Dr. New and her colleagues have been researching the cause of homosexuality and suggest that homosexuality is genetic and can be cured. They specifically point to reasons that prenatal androgens have an impact on the development of sexual orientation. The authors write, “Most women were heterosexual, but the rates of bisexual and homosexual orientation were increased above controls . . . and correlated with the degree of prenatal androgenization.”
Alice Dreger, professor of clinical medical humanities and bioethics at Northwestern University’s Feinberg School of Medicine noted, “we do not think it is reasonable or just to use medicine to try to prevent homosexual and bisexual orientations.” Alice Dreger was part of a team of doctors who succeeded in making it mandatory for all doctors to only use dex under institutional review board oversight. At least New’s agenda is not going unchecked.
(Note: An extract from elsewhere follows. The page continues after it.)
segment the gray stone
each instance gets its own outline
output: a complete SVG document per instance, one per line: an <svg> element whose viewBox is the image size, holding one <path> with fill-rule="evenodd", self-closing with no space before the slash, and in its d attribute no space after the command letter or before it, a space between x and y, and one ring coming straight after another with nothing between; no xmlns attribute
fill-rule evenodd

Meanwhile, Marie New not only continues research at Mt. Sinai Hospital in New York, she started the Maria I. New Children’s Hormone Foundation dedicated to “children with congenital adrenal hyperplasia (CAH), hypertension, growth problems, and many other hormone and metabolic disorders”.
Research that purports to treat homosexuality and masculine traits in women as a disease should be heavily scrutinized. Marie New is a thorn in the side of reproductive justice and LGBTQ struggles that have long fought for the rights of all individuals to have control over their bodies and sexual orientation.